Today’s blog is brought to you by the letter R.
The state department I work for, the CDC, or California Department of Corrections, in 2005 had the letter R added to its acronym, making it the California Department of Corrections and Rehabilitation. It’s a fancy name for the state prison system. I work in Records, filing papers into the central files, or c-files, of inmates, and processing various forms and notices prior to an inmate’s parole date. That is what I do for a paycheck. For spiritual sustenance, I also volunteer with the Catholic chaplain of the prison. I am privileged to conduct Catholic services and to facilitate a faith-sharing, self-help group.

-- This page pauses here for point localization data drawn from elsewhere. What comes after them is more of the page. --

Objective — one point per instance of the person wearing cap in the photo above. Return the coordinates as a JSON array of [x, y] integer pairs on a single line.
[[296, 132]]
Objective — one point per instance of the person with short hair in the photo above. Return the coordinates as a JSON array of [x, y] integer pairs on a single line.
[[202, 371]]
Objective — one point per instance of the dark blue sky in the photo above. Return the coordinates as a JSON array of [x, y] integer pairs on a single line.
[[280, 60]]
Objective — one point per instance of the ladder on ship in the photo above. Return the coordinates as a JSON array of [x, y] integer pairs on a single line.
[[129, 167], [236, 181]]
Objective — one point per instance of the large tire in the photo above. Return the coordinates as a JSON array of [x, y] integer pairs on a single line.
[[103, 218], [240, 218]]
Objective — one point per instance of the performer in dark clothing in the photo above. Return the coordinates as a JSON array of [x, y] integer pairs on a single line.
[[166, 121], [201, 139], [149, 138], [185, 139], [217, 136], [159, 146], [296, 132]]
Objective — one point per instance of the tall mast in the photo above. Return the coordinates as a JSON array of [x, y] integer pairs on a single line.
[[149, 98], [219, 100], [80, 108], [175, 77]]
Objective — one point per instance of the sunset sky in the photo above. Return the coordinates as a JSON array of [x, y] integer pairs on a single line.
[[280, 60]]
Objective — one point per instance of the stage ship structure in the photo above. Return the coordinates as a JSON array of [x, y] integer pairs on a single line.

In my workplace, the R of CDCR more often stands for Ridicule. Sometimes the R is even scratched off official signs by cynical employees. The idea of a criminal being rehabilitated is a joke to many of my coworkers, who consider inmates a less-than-human breed, and who find it easy to demonize those they do not know. The R also signifies Recidivism, as my office processes the same offenders over and over, men who did their time and then come back to prison as parole violators. The system doesn’t work for them the way it should.

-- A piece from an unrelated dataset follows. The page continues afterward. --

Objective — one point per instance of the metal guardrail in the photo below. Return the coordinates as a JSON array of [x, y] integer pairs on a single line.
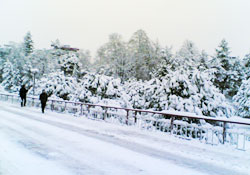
[[185, 125]]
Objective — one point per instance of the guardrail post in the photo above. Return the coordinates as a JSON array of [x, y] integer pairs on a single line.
[[88, 110], [105, 113], [135, 117], [172, 124], [224, 132], [127, 117], [65, 105], [52, 105], [81, 109]]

But I believe that rehabilitation should be our most important task in the daily life of an inmate. A term in prison has the potential to be a life-altering, slap-in-the-face event, if those incarcerated are given the tools to succeed when they are back on the outside. I believe in the practical things like GEDs, job training, money management, anger management, and treatment for addictions, of course, but I believe true rehabilitation comes from the epiphany that, as a child of God, you are loved and forgiven. So many inmates look deep into their own hearts and are quite sure that they can never be forgiven, not even by God. They do not believe they are capable of being the person God made them to be. They have no faith in themselves, and realize that the families they have abandoned or let down have little faith in them, either. They are in a bad place, both inside and out.

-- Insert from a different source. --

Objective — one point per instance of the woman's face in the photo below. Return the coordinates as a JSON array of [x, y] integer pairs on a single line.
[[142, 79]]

I believe that people who think they are broken can be fixed. With care, a shift in priorities, and proper funding, I believe that the R can be the biggest letter in our acronym. I believe that human dignity can overcome human failing, if only given a fighting chance. I have seen the R come to life in our little chapel, in the faces of men who leave and do not come back. I tell them that I hope I never see them again, at least, not in prison. They show me that the letter R can save lives.